Bene, questa è la mia prima fanfiction nel fandom di Hetalia.
Ho deciso di
iniziare con qualcosa
di fluffoso, perciò, fra le opzioni che avevo in mente, la
Franada era tra le
più indicate. In più, amo la Hogwarts!AU, quindi
here we are.
Ci tengo a
specificare che io NON
odio America. È, anzi, fra i miei personaggi preferiti (va
bene, in molte cose
siamo visciiini visciini). La visione di Francis lo descrive come un
idiota.
Also, ho messo dei
vari hints FrUk
(onesided).
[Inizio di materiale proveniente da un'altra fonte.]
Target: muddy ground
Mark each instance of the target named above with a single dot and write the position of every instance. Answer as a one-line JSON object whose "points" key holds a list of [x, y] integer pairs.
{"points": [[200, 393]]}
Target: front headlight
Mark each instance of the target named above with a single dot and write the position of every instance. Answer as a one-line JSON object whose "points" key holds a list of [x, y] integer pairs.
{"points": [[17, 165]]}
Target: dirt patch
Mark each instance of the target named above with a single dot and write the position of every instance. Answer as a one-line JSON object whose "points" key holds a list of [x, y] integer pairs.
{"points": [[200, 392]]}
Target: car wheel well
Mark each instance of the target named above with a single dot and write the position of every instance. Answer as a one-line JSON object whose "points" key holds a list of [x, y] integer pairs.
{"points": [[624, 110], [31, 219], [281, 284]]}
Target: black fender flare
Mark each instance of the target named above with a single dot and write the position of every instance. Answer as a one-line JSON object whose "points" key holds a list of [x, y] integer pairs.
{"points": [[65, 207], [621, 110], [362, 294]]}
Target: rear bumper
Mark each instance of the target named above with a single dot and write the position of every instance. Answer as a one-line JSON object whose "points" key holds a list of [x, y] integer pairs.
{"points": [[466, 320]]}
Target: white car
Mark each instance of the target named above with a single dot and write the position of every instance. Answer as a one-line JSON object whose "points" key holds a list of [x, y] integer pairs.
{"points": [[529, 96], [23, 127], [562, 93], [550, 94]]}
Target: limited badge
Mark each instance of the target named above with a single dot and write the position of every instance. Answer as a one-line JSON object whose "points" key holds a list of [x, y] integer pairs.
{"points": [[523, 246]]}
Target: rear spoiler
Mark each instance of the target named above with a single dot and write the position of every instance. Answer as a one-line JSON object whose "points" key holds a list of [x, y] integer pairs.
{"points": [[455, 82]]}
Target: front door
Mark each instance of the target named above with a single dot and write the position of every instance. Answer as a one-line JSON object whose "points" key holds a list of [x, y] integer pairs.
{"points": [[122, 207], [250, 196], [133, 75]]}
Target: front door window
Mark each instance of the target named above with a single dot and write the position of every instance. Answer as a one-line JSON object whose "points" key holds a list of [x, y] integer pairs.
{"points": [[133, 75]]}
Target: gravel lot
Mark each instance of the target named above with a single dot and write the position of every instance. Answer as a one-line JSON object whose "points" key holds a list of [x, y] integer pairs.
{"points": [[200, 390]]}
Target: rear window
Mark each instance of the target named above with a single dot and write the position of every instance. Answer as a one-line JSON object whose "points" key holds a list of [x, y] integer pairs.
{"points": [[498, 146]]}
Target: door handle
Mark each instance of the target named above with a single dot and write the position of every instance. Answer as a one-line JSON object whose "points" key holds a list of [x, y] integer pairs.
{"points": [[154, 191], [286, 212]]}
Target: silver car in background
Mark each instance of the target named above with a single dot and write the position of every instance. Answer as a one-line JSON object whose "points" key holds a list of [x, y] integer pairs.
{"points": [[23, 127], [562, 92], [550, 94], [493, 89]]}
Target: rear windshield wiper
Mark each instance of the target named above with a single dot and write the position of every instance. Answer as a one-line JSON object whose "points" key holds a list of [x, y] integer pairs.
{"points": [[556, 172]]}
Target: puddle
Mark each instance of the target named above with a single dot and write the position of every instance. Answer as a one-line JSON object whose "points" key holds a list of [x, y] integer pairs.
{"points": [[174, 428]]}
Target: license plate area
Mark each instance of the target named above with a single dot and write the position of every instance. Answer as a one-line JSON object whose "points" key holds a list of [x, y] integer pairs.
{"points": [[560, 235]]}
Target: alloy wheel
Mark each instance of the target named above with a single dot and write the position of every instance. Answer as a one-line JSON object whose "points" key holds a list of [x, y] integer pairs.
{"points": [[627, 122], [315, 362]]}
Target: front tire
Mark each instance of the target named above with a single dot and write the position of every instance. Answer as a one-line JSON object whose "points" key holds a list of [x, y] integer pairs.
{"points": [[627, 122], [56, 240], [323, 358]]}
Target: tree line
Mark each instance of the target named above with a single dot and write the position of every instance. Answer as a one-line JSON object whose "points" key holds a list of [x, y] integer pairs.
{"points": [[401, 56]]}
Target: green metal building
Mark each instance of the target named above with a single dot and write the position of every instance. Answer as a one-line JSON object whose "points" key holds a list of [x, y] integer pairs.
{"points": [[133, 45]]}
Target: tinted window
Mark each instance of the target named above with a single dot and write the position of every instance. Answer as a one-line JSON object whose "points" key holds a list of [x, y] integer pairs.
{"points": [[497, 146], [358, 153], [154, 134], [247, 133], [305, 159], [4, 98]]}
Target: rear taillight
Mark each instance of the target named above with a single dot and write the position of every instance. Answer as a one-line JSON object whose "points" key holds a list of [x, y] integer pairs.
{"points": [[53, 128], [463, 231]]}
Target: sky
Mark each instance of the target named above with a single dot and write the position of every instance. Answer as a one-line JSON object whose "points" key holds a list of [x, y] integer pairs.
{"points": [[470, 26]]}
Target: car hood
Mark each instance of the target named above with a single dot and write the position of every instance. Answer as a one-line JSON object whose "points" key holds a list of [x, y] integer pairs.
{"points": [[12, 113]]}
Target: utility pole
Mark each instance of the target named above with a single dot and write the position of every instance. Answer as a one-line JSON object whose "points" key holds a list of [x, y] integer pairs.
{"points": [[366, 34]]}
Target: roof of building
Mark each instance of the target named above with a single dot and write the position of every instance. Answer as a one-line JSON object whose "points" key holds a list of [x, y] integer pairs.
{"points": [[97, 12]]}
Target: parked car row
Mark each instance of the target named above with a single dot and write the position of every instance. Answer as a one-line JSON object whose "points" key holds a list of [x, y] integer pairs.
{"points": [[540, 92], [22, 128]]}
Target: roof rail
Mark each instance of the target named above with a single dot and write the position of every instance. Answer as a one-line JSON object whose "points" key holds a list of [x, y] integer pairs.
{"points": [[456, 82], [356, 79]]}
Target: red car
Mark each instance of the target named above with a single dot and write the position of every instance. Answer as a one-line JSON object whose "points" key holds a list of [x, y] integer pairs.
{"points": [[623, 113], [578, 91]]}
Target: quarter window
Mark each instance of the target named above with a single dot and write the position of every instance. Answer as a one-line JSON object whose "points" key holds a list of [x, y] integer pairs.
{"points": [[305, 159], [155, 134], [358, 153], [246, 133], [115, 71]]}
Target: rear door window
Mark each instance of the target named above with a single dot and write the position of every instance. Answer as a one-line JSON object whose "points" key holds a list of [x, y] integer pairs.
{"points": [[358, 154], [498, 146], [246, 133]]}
Non so perché l’abbia fatto, dato che
è una delle mie NOTP, but I
regret nothing.
Vi ringrazio
già moltissimo se
recensirete e/o anche solo se leggerete/metterete la storia fra
preferite e/o
ricordate. *si ritira a bere il suo tea*
Altra piccola nota
(poi me ne vado,
giuro!): non sono per niente soddisfatta di questa ff.
L’ho
scritta lontanissimo da tutti i
miei headcanon: per me Canada non è in Tassorosso e non
è neanche così timido
come viene descritto sempre.
Ammetto di shippare
FrUkUs, perciò
sono un po’ contenta per quello, anche se il rifiuto di Alice
per Francis mi
sembra un po’ stereotipato.
Note:
Parole
francesi (perché sì, adoro l’idea che
Francis usi dei vezzeggiativi e dei
diminutivi di cose random per chiamare il suo Mathieu):
×
petit
fleur: fiorellino
×
mon
cher: mio caro.
×
chiot:
cucciolo.
[1]
Katyusha era uno dei nomi (insieme a Marya, Sofia e Irunya) che
Himaruya ha
dato come possibili per Ucraina.
Altra
cosa: ho questo headcanon fisso in mente sull’amicizia fra
Ucraina e Canada
(molti, infatti, li shippano).
[2] per tanti motivi:
uno, il
genderswap è cosa buona e giusta.
Due:
la UsUk è cosa buona e giusta.
Tre:
amo alla follia nyo!Iggy, perciò eccovela qua!
Quattro:
una piccola parte di me si sente in colpa a scrivere sempre e solo
slash e
femmeslash, quindi la UsUk è in het!version. Non che mi
dispiaccia. Starebbero
bene insieme pure se fossero un cuscino e il divano su cui è
appoggiato.
#yestoall
[3] I miei ship con
Turchia sono
TurkIce e TurkUkr, quindi ecco un altro voilà!